In the past five years, N1777W flew with more than a dozen pilots and  logged hundreds of hours that included several very long trips. William  briefed pilots who flew the plane to use carb heat before any substantial  power reduction. The carb heat system on the plane was so effective that it  produced a 200rpm drop at idle, but still had to be employed as anti-ice, not
de-ice. The pilot involved in the accident only had about two hours in the  plane, including the final flight. Click here to view the NTSB accident report.

Although much of the physics of icing can be found in textbooks and  technical publications, William’s observations on the subject are based upon  years of work and actual flight testing. It is the nature of some to debate  anything and offer opinions extracted out of context from technical  publications. But William adamantly believes that this is a safety of flight  issue and people without flight testing experience debating esoteric details  dilutes the risk management message. William deems any commentary that  hinders the delivery of the message as amoral.

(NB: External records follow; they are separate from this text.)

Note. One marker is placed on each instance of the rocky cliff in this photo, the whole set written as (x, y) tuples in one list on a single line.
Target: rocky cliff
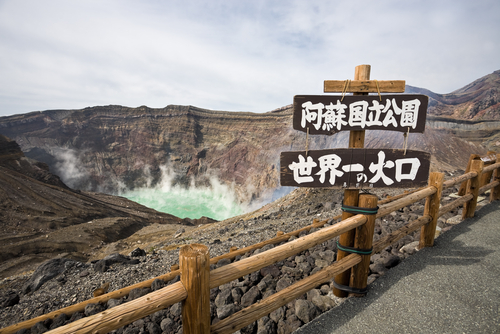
[(478, 101), (40, 217), (111, 148)]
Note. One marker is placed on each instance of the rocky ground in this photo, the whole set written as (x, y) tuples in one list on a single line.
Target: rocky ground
[(22, 296)]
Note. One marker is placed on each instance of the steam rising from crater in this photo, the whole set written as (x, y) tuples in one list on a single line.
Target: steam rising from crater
[(215, 200), (69, 167), (211, 198)]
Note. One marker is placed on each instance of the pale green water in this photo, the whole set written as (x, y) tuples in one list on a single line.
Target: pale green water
[(188, 203)]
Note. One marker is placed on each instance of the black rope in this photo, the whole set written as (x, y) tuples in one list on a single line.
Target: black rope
[(358, 210), (360, 251), (350, 289)]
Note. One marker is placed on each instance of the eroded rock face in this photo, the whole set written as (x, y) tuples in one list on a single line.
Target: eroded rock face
[(112, 147)]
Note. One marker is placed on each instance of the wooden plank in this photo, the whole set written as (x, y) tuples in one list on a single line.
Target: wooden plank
[(356, 140), (363, 240), (462, 178), (405, 201), (431, 209), (473, 188), (330, 114), (126, 313), (81, 306), (487, 173), (263, 307), (355, 168), (489, 186), (364, 86), (246, 266), (463, 186), (495, 192), (194, 263)]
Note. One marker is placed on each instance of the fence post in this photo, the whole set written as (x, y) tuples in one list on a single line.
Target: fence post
[(495, 192), (473, 188), (428, 231), (463, 186), (364, 240), (486, 177), (194, 262)]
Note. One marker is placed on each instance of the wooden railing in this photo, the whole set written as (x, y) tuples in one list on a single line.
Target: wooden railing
[(197, 279)]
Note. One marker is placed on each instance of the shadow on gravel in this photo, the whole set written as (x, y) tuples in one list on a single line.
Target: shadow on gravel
[(446, 252)]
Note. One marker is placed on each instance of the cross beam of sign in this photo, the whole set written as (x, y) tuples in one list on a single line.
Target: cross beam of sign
[(364, 86)]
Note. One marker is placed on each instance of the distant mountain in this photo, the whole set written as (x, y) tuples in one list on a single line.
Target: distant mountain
[(109, 148), (40, 217), (477, 101)]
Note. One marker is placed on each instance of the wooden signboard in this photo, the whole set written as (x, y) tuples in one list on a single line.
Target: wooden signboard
[(355, 168), (329, 114)]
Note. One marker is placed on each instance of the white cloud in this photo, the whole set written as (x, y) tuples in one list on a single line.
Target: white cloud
[(232, 55)]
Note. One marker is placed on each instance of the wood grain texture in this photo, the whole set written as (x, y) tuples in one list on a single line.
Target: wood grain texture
[(126, 313), (495, 192), (81, 306), (363, 240), (364, 86), (246, 266), (194, 263), (473, 188), (356, 140), (463, 186), (431, 209)]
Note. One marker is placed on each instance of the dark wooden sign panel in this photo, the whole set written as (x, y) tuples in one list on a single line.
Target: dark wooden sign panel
[(327, 114), (355, 168)]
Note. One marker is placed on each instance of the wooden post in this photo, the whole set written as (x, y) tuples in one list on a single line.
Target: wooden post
[(364, 240), (356, 140), (194, 262), (486, 177), (428, 231), (463, 186), (495, 192), (473, 188)]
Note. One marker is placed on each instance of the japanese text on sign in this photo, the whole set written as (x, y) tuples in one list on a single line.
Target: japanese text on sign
[(328, 114), (354, 168)]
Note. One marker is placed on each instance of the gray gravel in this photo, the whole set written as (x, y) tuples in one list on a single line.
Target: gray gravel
[(452, 287)]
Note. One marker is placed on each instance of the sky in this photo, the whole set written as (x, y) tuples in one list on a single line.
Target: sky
[(233, 55)]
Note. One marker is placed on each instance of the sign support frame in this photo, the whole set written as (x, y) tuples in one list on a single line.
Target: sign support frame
[(356, 140)]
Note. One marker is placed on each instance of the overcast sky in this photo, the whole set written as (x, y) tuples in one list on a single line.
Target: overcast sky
[(233, 55)]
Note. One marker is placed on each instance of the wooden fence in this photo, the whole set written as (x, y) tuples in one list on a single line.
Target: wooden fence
[(197, 279)]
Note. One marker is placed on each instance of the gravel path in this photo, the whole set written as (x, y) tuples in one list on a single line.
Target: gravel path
[(77, 281)]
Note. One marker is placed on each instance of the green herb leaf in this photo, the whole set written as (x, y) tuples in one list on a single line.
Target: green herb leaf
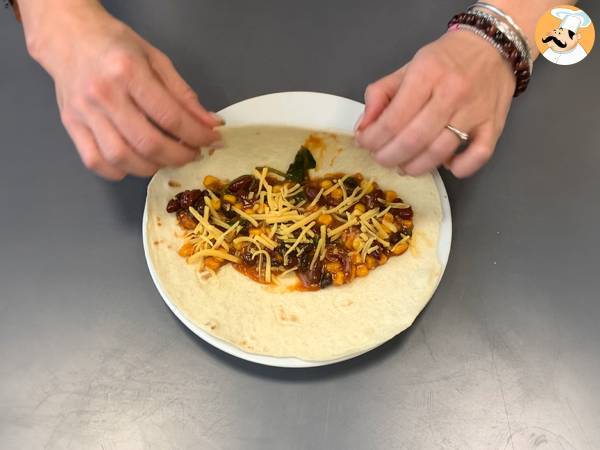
[(271, 170), (303, 162)]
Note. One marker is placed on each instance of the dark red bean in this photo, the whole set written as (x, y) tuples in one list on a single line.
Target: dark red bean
[(173, 205), (311, 191), (241, 185), (188, 198)]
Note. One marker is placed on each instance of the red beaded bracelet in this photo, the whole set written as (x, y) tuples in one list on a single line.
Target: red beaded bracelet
[(485, 27)]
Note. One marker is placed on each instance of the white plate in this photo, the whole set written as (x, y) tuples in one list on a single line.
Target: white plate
[(309, 110)]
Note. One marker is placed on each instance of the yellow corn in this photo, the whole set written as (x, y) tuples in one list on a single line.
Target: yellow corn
[(337, 194), (186, 249), (333, 267), (229, 198), (338, 278), (212, 263), (359, 208), (362, 270), (209, 181), (390, 196), (326, 184), (325, 219), (400, 248)]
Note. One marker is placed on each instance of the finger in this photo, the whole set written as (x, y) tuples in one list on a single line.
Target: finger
[(414, 92), (477, 153), (161, 107), (378, 96), (115, 150), (144, 137), (90, 153), (440, 150), (181, 90), (420, 132)]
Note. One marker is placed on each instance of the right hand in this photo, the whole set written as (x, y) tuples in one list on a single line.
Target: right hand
[(121, 100)]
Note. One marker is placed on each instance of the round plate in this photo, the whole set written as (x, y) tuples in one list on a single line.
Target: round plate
[(309, 110)]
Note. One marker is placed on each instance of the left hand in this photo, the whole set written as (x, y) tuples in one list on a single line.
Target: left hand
[(460, 80)]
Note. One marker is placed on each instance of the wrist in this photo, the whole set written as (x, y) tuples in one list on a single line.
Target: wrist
[(49, 25)]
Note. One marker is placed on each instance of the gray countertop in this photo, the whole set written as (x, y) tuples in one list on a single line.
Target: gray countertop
[(504, 356)]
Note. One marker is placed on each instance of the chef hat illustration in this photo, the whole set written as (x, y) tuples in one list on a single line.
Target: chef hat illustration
[(571, 20)]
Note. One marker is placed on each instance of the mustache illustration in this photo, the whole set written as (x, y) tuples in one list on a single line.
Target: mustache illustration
[(556, 41)]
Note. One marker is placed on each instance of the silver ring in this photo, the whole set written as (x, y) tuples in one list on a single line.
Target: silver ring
[(459, 134)]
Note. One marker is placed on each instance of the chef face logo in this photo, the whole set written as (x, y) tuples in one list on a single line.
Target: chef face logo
[(561, 40), (565, 35)]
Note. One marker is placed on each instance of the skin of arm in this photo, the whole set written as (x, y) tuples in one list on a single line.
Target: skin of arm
[(121, 100), (459, 79)]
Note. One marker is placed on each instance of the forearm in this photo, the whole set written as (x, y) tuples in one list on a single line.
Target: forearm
[(527, 13), (46, 21)]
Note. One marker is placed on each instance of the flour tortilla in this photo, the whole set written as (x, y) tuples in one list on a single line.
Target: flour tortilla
[(315, 326)]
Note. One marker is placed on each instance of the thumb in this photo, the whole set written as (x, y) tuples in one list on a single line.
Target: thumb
[(377, 96)]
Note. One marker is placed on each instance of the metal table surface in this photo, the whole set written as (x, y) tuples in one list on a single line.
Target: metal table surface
[(504, 356)]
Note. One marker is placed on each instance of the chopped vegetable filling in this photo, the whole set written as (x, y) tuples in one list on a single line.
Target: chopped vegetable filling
[(273, 224)]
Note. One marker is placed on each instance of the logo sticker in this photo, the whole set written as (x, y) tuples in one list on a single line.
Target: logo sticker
[(564, 35)]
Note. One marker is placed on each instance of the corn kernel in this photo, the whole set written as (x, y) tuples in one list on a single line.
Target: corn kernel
[(333, 267), (337, 194), (209, 181), (349, 240), (229, 198), (338, 278), (359, 209), (325, 219), (362, 270), (212, 263), (390, 196), (400, 248), (186, 249)]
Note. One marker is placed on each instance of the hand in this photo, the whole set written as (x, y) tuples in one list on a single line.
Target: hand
[(460, 80), (123, 103)]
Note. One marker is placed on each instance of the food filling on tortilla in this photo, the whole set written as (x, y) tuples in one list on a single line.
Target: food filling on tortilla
[(273, 224)]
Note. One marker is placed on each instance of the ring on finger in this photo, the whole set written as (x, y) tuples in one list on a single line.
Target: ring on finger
[(462, 135)]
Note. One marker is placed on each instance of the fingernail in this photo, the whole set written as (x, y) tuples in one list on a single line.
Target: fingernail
[(217, 144), (358, 122), (218, 118)]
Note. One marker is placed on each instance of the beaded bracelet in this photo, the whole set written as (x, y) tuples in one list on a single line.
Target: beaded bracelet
[(486, 26)]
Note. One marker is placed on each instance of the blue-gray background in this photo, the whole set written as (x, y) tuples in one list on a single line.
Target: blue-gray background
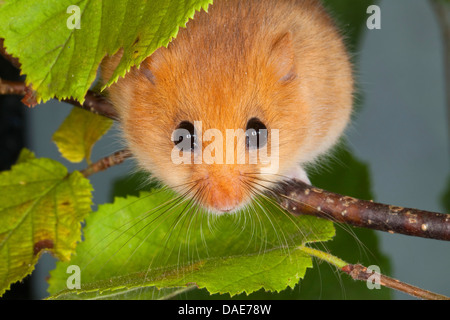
[(401, 132)]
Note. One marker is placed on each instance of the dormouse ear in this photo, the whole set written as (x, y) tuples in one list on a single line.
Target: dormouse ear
[(282, 58)]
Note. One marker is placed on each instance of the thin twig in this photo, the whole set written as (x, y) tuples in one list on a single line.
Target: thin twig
[(107, 162), (359, 272), (442, 11), (300, 198)]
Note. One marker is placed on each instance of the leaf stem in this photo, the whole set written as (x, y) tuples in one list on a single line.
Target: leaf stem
[(361, 273), (107, 162)]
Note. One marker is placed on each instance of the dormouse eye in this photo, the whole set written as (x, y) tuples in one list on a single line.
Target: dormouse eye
[(185, 137), (256, 134)]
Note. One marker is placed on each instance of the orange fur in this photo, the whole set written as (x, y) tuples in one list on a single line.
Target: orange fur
[(281, 61)]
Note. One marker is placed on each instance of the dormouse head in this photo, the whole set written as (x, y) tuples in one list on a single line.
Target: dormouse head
[(221, 115)]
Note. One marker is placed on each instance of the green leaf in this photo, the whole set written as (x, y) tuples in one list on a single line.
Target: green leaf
[(61, 61), (128, 245), (79, 132), (41, 207)]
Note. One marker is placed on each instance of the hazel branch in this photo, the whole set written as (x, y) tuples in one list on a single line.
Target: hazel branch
[(300, 198), (359, 272)]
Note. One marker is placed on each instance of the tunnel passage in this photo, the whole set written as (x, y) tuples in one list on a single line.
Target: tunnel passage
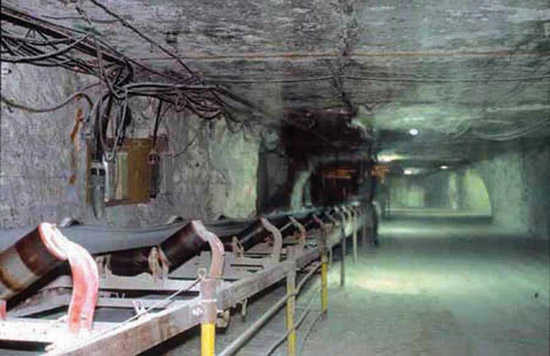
[(302, 169)]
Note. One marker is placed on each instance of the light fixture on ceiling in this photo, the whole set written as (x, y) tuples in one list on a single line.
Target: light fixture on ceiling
[(388, 157)]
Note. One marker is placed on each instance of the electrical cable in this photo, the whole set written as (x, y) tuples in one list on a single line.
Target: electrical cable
[(127, 24), (45, 55), (13, 104)]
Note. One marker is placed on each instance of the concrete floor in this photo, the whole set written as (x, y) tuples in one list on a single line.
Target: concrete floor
[(462, 288), (433, 287)]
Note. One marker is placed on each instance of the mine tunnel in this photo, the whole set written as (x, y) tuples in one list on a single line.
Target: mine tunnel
[(275, 177)]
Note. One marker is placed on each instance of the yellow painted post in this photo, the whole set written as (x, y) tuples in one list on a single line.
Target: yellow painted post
[(290, 311), (324, 283), (208, 339), (343, 261)]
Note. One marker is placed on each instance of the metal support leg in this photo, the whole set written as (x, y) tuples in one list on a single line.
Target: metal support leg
[(343, 262), (364, 229), (324, 284), (354, 235), (290, 311), (209, 285), (208, 339)]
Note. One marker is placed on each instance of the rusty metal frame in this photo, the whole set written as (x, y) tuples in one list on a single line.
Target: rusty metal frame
[(216, 295)]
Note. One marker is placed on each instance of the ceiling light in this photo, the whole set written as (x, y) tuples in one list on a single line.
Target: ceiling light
[(389, 157)]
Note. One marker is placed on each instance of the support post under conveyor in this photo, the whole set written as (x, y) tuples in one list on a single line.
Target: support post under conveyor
[(280, 246)]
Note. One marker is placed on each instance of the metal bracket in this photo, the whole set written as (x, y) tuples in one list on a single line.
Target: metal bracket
[(237, 248), (277, 240), (84, 273), (210, 281)]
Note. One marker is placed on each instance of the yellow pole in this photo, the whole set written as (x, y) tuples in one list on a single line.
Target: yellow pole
[(354, 236), (324, 283), (208, 339), (290, 310)]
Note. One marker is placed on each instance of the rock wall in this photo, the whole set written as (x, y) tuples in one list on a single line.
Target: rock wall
[(519, 186), (460, 189), (43, 172)]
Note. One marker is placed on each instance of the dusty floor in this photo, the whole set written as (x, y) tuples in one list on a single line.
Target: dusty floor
[(433, 287)]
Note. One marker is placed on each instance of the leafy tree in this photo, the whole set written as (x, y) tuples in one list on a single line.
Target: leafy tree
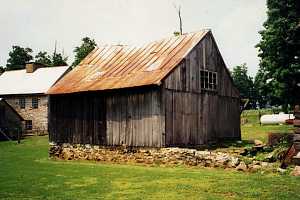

To reduce the possibility of a similar accident, William suggests that  potential pilots get a better understanding of icing, more thorough  briefings, a panel placard about when to use carb heat, and carb air  temperature gauges. William is working on a combined throttle/carb heat lever
which would move in concert and have calibrated linkages, but could be  manipulated separately for run ups. All of these are small efforts when the  price can be the destruction of aircraft and the loss of life.

4 Replies to “Carb Ice”

  1. Always an excellent, but painful article…glad to hear Grace’s name…haven’t seen or heard anything about her for some time…hope she is doing well and keeping the Christmas lights going 24/7. {;^)

  2. Thanks William,
    I’ll be flying my GN1 behind a C75 when I’m finished. I’ll be sure to do my homework on carb icing when the time comes. Please continue sharing your insights…

  3. Carb ice can be quite sneaky. My first experience with it was in a Cessna 150M running 2700rpm at 7500′ MSL over New York City. OAT about 50F (around 75 on the ground). Clear, with a broken base around 4000′. Didn’t run rough, just noticed a gradual decrease in engine rpm. Didn’t even register in my mind that it could be carb ice because the sky was so clear. I started checking my sectional and VORs to verify my position (didn’t have GPS at the time). Then the light bulb above my head lit up, and I pulled the carb heat. Nothing happened for several seconds, then a little stumble, then all smooth. Glad it was that easy to learn that lesson!

  4. AMEN!!

    The only thing that I’d add is to make sure that you don’t pull the mixture off instead of the carb heat. I was getting checked out in an unfamiliar plane in the pattern at night when I did that and the cooling fan up front went quiet. The instructor immediately checked the controls and pushed the mixture in.

    I will and never have piloted another plane without thoroughly familiarizing myself with the controls.